# Duda en proteus, (pregunta sencilla)



## Not (Ene 17, 2011)

Buenas tardes a tod@s, estoy ahora mismo utilizando proteus, y como no, tengo un problema.

Estoy haciendo varios circuito con biestables concretamente el 7474 (no es relevante).

Bueno si conoceis este componente, consta de una entrada (interruptor) y otra, CLK (señal de reloj) 

Entonces me pregunto.... Hay algun componente (en proteus isis) que simule esta señal??

La señal debe ser periodica y constante, si alguien lo conoce y me puede ayudar se lo agradezco mucho, gracias de antemano.

PD: Puedo hacerlo con un interruptor y yo simular dicha señal, pero eso no me vale.


Saludos a todoss


----------



## Daniel Meza (Ene 17, 2011)

Efectivamente, en la barra de la izquiera hay una opción para inyectar diferentes tipos de señales a tus circuitos, tiene el ícono de una señal alterna, haz click allí y selecciona "DCLOCK", despúes haz click en la parte del circuito donde quieras ponerla.

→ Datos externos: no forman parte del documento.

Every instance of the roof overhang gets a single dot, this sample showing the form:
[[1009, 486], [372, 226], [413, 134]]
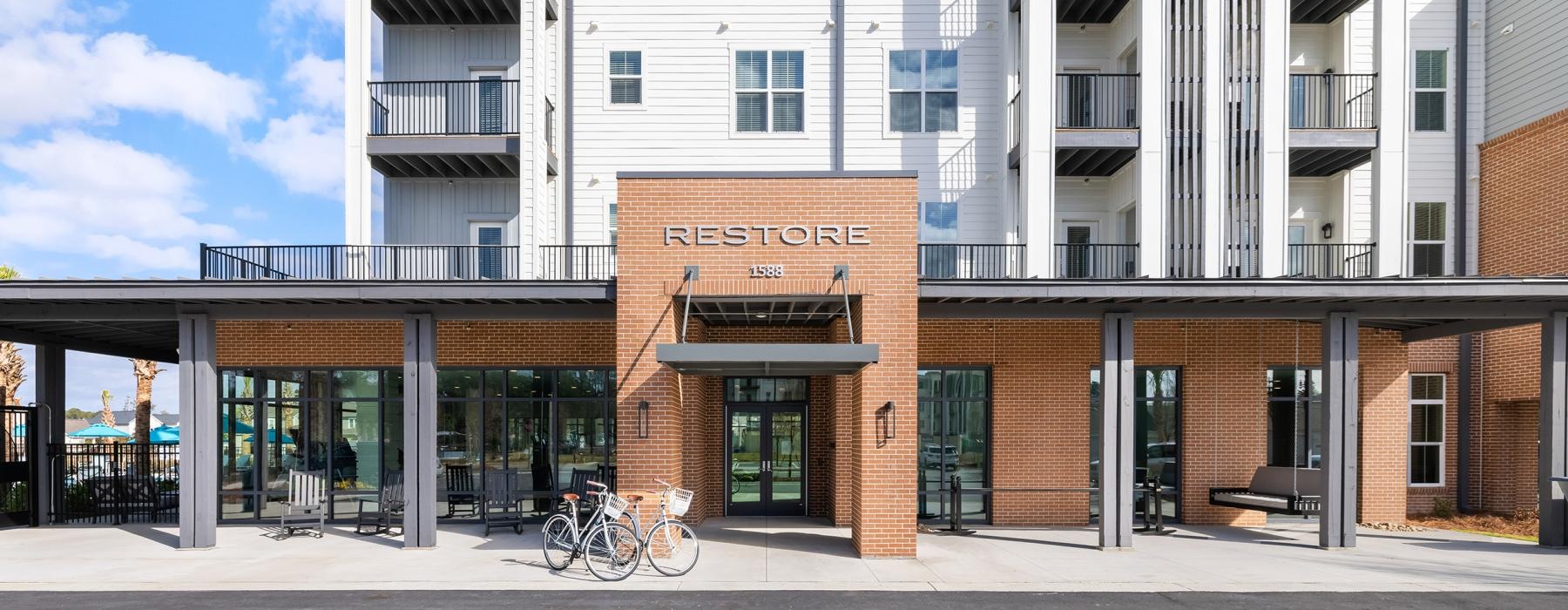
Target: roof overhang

Para ajustar sus parámetros haz doble click sobre el símbolo en el diagrama

Saludos


----------



## Not (Ene 17, 2011)

Daniel Meza eres un maquina, caso resuelto. (en 3 min)

Muchas gracias, este foro es la ostia........ gracias a gente como vosotros, este es el modelo de foro ideal!!

Saludos


----------



## Rodo2012 (Ene 17, 2011)

Hola.

Existe también otra opción (por si lo necesitas en otra).

Haces click en la "P" de la izquierda como cuando buscas los componentes, te aparece la ventana "Pick Devices", ahí escribes "clock", y te sale una fuente de señal de onda cuadrada. El componente se llama "CLOCK ACTIVE". Al hacer doble click sobre el componente se puede configurar la frecuencia con la que quieres que trabaje el reloj.

Chau.


----------



## Not (Ene 18, 2011)

Gracias Rodo pero con lo que me dijo Daniel, me ha servido.
Pero de todas formas lo tendre en cuenta.
gracias.
Un saludo


----------